Code – Work on a project and code everyday. Pushing at least 3 commits to GitHub everyday, which would translate to coding at least 3 substantial features.

Apply – Apply to 1 job every day, this includes getting a contact for the company, writing a cover letter, editing resume (if needed) and then sending it out to the company as well.

Study – Studying for the code interview has been hard but there have been some great resources I’ve been exposed to. And my plan is to practice and solve about 5 problems each day in this site:

Exercise – This is something that I sorely need as I ignored it for the good part of 8 weeks while at Fullstack so I’ve been trying to run 6 miles a day and hit the gym everyday. If your body is good, your mind will be good.

And while I’ve definitely NOT been able to do everything everyday, it’s given me a good structure to the day as I go through this job hunt.

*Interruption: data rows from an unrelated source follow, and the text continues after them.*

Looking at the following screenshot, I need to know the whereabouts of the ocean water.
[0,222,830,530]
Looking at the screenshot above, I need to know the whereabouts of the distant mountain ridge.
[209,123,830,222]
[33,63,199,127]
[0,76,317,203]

Also, my friend Migi suggested to me a different version than a straight up to-do-list. He suggested the 1-3-5 approach to the daily to-do-list, where I do 1 big thing, 3 medium things, and 5 small things everyday. It’s a great way to prioritize one’s day. But it’s also good to be able to be flexible in your to-do lists as sometimes the to-do-list you make in the morning turns very different as you move through the day.

This is not the best scratch of the to-do-list as I hardly studied today, but it was great to get an application done that required quite a bit of coding and refactoring.

I also think it’s great to have unfulfilled to-do lists because it suggests room for improvement for the next day. At the end of Fullstack, David, one of the instructors, said to us, Go for No as a way to approach the job hunt and be a better programmer. Because if you go for no, or the rejection and the spirit of continual improvement, you’re basically turning the tables on the game and making the job hunt to be a little more fair for you.

This is definitely the attitude I am going to double down on after technical interview, which I basically bombed. After studying for a good two days on the fundamentals of JavaScript, prototypical inheritance, linked lists, binary search trees, and class instantiation, the interview surprised me with a question about how to implement a math function that already exists in JavaScript.

However, this just taught me to be more prepared for the next interview and not make the same mistakes again and now I am looking forward to getting more terrible interviews, because that would just mean I am that much closer to acing it the next time.

Over the last 4 months, I’ve definitely realized that persistence, practice, and iterations are the key to success in programming, and in general LIFE as a whole. And while I am certainly not the most brilliant of programmers, I do believe that I have the capability to work hard, learn fast, and always create a better product after iterating over it more than once.

So here’s to the CASE, 1-3-5, and Go for No approach. Hopefully, I can stick to it.

“Discipline is the bridge between goals and accomplishment.”